Floral Harlequin, a surface pattern by Paivi Eerola. From the collection Modern Maximalist.
Pansy Power, a surface pattern by Paivi Eerola. From the collection Modern Maximalist.

The juicyness of the fruits and other decorative details can be reorganized.

Fruity Living, a surface pattern by Paivi Eerola. From the collection Modern Maximalist.
Juicy Breakfast, a surface pattern by Paivi Eerola. From the collection Modern Maximalist.
Spiritual Refresh, a surface pattern by Paivi Eerola. From the collection Modern Maximalist.

Picking Ideas from Other Images

We can also add more fuel, and break and pick from other images.
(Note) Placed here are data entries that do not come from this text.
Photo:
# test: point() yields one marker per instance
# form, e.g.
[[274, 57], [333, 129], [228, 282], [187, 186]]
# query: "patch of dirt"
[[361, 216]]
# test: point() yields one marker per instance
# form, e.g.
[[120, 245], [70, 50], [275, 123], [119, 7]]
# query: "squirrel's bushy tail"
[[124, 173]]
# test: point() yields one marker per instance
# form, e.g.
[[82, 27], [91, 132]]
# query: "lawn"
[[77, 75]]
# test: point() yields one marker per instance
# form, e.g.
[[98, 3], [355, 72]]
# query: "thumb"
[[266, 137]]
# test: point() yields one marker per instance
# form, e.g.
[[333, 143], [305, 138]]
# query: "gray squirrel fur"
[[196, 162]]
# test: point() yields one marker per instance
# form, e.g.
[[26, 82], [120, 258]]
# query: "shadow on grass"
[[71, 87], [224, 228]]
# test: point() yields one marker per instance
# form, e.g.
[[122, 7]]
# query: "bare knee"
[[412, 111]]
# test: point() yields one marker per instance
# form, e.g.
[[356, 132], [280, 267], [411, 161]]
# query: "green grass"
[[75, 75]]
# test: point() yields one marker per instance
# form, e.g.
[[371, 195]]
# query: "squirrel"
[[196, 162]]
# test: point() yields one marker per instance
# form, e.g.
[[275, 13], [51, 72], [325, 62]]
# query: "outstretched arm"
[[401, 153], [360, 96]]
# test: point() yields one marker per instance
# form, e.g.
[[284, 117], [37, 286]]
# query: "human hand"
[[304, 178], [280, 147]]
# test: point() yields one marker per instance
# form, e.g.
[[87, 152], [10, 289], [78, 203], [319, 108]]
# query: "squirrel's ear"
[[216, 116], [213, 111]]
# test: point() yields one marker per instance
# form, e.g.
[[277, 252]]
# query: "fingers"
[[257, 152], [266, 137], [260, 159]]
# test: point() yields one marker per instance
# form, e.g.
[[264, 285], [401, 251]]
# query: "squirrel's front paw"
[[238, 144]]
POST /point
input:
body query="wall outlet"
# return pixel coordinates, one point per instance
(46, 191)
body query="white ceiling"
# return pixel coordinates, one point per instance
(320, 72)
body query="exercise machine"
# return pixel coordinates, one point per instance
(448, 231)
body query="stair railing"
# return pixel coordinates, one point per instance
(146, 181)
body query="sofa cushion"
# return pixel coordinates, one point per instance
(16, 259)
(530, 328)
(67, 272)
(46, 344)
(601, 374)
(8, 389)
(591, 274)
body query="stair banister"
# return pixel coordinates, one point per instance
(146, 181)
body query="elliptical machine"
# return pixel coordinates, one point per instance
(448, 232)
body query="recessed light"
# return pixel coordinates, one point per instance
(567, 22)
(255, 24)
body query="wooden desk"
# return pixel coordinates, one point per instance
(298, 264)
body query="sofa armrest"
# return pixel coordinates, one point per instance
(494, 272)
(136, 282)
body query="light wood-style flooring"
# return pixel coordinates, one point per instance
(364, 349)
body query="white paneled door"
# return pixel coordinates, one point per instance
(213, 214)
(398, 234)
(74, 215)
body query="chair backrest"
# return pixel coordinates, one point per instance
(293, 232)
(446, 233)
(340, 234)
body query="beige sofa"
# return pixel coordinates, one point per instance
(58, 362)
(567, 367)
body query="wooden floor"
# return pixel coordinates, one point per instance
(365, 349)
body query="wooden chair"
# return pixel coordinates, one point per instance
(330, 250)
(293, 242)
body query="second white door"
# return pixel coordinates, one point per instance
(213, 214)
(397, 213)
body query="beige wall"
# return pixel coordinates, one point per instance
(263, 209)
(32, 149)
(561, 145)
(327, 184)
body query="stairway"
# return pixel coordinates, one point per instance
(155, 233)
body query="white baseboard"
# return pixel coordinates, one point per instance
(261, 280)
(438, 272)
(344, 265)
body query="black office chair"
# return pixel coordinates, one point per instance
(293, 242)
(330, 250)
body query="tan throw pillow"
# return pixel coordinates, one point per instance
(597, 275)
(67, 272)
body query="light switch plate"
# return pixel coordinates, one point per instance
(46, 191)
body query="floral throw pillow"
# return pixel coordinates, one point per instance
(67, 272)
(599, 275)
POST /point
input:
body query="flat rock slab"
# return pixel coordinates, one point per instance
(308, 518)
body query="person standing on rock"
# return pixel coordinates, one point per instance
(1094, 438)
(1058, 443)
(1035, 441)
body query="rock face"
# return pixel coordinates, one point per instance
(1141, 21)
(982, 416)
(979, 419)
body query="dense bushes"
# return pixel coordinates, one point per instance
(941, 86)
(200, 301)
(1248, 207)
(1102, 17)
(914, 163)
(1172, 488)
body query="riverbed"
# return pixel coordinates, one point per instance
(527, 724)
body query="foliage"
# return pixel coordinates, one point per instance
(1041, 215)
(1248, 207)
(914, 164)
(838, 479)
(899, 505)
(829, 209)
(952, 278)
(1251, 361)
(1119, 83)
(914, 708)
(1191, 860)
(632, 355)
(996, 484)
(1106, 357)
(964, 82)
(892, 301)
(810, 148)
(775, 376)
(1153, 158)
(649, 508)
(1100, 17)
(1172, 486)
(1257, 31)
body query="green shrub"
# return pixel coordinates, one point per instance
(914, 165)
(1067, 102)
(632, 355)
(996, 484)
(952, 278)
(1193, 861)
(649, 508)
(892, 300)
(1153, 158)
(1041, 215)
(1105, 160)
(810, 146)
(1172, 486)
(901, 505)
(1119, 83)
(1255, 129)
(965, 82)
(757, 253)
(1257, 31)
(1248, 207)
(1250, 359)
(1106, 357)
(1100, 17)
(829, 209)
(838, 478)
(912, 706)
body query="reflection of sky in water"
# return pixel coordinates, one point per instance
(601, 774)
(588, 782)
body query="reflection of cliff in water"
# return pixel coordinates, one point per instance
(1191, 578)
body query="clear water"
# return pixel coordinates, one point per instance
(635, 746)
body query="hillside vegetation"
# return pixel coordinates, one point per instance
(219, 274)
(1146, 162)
This design called “List Maxima” uses motifs from the painting, but also the idea of a list that came from playing with the name of the collection, and fashion pictures that showed puffy and full dresses of the maximalist style.

List Maxima, a surface pattern by Paivi Eerola. From the collection Modern Maximalist.

By breaking and picking, we also develop our ability to curate – to see which inspiration suits what we have already done. It’s an essential part of a style-development and and growing artistic vision.

I saw a pleated skirt on Prince Charles’s wife Camilla Parker-Bowles, not a maximalist style at all, but wonderfully modern so I broke and picked the image and got creative from that.

Camilla Moe, a surface pattern by Paivi Eerola. From the collection Modern Maximalist.

Artists often say to me: “I need to focus!” But by focusing on narrowing, we non-creatively force ourselves to do one thing. By breaking and picking, we can curate all kinds of inspiration and be creative so that it grows our artistic vision.

Sweet Sensations, a surface pattern by Paivi Eerola. From the collection Modern Maximalist.

Revealing the Artistic Potential

No matter where you are in your artistic journey, your art benefits from the idea of building and breaking. Build to go deeper into the experience and break to reveal more ideas and potential! In practice, building often means painting, and breaking is often connected to drawing – even if, of course, you can use any techniques that suit you.

What was first a watercolor painting, could now be a quilt!

A quilt mockup from the fabrics designed by Päivi Eerola. From the collection Modern Maximalist. Read her blog post about revealing artistic potential.

Building and breaking can alternate endlessly when we combine new ideas and results with old ones.

Printed surface patterns. By Paivi Eerola of Peony and Parakeet.

Here I am breaking and picking to create something new into my art journal.

A paper collage in progress. By Paivi Eerola of Peony and Parakeet.

Here’s what I built by cutting and glueing new prints and old hand-decorated papers.

A paper collage by Paivi Eerola of Peony and Parakeet.

And I couldn’t resist checking if this could work as a repeat too!

A surface pattern from collage art. By Paivi Eerola of Peony and Parakeet.

I hope you found this post about building and breaking inspiring!